雨の気配を感じて段取りを変え、風に逆らわずに動く。種をまき、実を育て、やがて実る。
うまくいかないこともあります。台風で果実が落ちる年もある。病害虫が原因で売り物にならないこともある。だけど、自分の手で作業を積み重ねていく中で、少しずつ「暮らしをつくっている」という実感が湧いてきました。
会社で働いていた頃の僕は、「何のために働いているのか」が分からなくなっていました。
今は違います。目の前にある木々が、それに応えてくれるからです。
得たもの③:穏やかな人とのつながり
移住して驚いたのは、人との関係のやわらかさでした。
近所の方が「たくさん採れたから」と野菜や魚を持ってきてくれる。散歩中に立ち話をして、何気ない会話の中に季節が流れていく。
過干渉でもなく、放置でもない。「気にかけてもらえる」距離感が心地よく、僕たち夫婦にとってとてもありがたいものでした。
今までは気を張っていた人間関係が、ここでは自然体のまま築かれていく。そんな感覚が、今ではすっかり日常になっています。
失ったもの①:都市の便利さと選択肢
コンビニやスーパーは車がないと不便です。病院や役所も少し走れば着く距離にはあるけれど、気軽さという点ではやはり違います。

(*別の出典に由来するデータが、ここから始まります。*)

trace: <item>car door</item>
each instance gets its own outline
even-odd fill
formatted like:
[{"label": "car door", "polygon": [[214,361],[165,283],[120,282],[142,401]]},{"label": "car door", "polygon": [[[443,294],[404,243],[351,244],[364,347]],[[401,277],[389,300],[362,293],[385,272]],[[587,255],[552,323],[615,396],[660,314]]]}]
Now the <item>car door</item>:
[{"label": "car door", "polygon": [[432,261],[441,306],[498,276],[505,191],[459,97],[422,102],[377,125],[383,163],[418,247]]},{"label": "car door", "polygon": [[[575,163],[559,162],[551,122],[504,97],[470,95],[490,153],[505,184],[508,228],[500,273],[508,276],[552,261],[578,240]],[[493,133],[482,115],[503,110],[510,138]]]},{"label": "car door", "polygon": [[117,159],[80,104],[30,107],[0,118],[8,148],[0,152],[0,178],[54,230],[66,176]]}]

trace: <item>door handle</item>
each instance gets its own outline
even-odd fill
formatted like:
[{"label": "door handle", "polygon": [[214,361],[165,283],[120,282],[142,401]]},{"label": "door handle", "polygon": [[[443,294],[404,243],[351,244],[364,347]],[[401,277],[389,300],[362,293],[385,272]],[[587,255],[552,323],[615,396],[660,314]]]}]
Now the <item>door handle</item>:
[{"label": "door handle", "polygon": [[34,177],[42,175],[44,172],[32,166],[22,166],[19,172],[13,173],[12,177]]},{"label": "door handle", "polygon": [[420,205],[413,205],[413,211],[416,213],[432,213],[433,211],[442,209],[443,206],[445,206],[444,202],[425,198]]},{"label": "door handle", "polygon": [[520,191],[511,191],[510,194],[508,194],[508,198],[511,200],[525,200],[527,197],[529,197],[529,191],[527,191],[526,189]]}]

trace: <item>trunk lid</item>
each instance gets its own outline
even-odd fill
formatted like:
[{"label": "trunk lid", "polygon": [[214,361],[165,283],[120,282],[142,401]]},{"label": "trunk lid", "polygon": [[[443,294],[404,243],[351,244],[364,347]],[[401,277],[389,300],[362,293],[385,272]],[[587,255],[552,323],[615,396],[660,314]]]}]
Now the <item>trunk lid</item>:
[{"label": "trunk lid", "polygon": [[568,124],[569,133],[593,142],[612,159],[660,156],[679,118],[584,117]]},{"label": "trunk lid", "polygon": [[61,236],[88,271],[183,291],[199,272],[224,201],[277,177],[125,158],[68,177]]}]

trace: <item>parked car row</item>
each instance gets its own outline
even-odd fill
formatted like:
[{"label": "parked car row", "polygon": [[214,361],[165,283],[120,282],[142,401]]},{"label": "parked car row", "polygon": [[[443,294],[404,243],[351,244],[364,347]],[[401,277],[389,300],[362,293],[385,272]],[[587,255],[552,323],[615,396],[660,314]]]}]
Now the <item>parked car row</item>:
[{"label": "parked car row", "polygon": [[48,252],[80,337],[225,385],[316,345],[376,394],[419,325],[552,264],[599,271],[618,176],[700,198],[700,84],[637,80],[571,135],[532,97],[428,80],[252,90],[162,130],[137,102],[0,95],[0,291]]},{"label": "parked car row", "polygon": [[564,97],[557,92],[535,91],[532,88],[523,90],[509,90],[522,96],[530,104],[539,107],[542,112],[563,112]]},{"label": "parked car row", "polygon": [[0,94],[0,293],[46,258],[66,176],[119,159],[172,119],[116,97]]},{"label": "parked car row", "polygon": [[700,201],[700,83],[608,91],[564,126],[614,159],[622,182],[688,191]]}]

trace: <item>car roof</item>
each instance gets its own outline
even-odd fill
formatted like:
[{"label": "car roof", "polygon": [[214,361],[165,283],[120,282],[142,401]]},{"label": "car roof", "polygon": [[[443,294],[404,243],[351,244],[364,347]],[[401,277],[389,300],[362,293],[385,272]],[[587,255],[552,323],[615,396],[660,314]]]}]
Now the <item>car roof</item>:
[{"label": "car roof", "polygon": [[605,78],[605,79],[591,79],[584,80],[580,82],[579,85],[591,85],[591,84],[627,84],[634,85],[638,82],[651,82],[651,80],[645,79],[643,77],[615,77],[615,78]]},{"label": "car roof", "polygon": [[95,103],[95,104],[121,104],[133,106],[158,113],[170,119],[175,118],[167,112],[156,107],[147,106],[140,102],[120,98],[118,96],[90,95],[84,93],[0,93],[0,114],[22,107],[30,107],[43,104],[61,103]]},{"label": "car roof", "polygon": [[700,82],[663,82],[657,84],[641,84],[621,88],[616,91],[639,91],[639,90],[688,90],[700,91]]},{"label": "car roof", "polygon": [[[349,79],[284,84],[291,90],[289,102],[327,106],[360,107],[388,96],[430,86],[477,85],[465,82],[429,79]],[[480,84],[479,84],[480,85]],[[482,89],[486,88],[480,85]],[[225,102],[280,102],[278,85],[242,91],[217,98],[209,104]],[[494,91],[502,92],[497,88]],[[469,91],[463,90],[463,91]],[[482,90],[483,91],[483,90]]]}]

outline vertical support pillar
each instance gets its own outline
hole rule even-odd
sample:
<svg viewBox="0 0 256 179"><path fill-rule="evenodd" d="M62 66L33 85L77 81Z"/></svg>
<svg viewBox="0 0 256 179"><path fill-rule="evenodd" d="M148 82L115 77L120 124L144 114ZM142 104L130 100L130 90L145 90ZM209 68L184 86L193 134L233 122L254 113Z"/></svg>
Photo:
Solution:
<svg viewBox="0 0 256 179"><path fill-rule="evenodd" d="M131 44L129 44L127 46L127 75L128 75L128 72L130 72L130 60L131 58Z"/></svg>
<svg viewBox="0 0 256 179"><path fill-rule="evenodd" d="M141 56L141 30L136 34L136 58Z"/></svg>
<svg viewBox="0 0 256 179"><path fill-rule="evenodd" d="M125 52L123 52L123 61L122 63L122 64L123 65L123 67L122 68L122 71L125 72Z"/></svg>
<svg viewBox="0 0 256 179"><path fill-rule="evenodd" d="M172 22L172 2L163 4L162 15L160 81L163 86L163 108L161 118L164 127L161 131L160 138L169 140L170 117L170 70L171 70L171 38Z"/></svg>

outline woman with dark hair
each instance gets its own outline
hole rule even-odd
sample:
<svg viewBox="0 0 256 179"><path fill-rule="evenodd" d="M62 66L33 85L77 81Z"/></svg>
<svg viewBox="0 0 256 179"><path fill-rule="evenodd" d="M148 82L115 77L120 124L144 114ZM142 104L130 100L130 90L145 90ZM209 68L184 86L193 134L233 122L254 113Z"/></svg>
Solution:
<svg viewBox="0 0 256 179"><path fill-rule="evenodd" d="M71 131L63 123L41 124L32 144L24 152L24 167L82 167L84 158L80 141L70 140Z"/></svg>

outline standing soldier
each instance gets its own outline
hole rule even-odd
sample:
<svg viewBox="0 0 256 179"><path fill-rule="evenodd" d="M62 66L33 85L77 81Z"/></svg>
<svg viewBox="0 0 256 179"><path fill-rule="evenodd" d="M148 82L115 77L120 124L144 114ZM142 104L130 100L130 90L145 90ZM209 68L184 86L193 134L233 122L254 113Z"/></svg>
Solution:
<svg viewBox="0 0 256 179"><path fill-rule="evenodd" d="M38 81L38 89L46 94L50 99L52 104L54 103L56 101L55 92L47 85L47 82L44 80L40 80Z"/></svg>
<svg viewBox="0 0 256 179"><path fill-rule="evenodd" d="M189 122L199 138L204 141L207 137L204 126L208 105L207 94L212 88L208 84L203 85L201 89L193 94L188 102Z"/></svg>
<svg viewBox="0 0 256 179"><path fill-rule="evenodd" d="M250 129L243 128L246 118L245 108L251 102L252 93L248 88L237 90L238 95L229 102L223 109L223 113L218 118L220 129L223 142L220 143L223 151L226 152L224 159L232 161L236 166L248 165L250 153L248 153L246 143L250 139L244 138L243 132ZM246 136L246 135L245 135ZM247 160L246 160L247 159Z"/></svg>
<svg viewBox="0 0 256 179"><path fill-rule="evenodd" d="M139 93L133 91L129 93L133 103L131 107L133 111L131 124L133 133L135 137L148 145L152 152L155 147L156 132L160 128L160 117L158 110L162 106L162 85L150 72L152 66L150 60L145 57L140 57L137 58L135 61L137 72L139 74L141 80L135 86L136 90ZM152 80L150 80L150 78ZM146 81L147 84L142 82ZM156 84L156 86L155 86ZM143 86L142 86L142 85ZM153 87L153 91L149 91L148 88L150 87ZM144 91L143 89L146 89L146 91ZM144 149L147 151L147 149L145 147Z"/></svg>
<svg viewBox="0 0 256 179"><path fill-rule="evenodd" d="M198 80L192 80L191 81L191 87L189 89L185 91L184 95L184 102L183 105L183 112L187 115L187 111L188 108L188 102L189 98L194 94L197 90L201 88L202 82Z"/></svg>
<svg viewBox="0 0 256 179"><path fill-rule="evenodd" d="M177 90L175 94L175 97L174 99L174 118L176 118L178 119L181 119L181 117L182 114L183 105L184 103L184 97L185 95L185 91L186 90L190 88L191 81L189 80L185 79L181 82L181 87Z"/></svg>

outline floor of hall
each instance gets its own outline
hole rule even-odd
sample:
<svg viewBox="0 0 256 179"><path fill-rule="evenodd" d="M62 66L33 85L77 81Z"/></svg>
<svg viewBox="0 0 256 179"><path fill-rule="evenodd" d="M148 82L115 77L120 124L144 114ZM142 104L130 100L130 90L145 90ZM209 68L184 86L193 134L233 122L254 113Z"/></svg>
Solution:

飲食店も限られていて、「今日はどこにしようか」と迷うほどの選択肢はありません。
都会のような選択肢の豊かさは、確かに“失った”と感じる部分かもしれません。
でもその代わり、迷う時間が減り、日々の選択がシンプルになったことも事実です。
失ったもの②:娯楽や刺激
週末に映画を観に行く、ショッピングモールをぶらつく、ふらっと本屋に寄る。
そんな“小さな娯楽”は移住先にはあまりありません。
でも、代わりに増えたのは「静かに感じられる時間」でした。
風の音、実る果実の重み、夜空の星。派手さはないけれど、季節ごとに違う顔を見せてくれる自然が、ゆっくりと心を癒してくれました。
楽しみ方が変わるだけで、楽しみがなくなったわけではありません。
失ったもの③:社会的な肩書きと名刺
移住前、「どこの会社の〇〇です」で会話が始まりました。
自分を説明するときの手っ取り早いツールが、“肩書き”や“名刺”だったように思います。
でも、農業を始めてからは、それが通用しない場面も多くなりました。
何をしているのか、どんな思いで暮らしているのか。そうした“中身”で人とつながることが求められるようになりました。
他人にどう見られるかではなく、「自分は何を大事にしているか」を言葉にする。
そんな丁寧な関係づくりが、今の僕たちの暮らしの中にはあります。
まとめ:手放すことで、見えてくる
移住によって得たものと失ったもの。
それは「勝ち負け」でも「損得」でもありませんでした。
手放して気づいたのは、自分たちがどんなふうに暮らしたいかという“軸”です。
今までの生活で積み上げてきたものを否定するのではなく、そこに違和感を感じたら別の道を選んでもいい。
移住は、僕たちにとってそんな新しい視点をくれた選択でした。
もし、少しでも今の暮らしに息苦しさを感じているなら、思い切って環境を変えることで新しい生き方が見えてくるかもしれません。
この記事があなたの心にそっと届くことを願っています。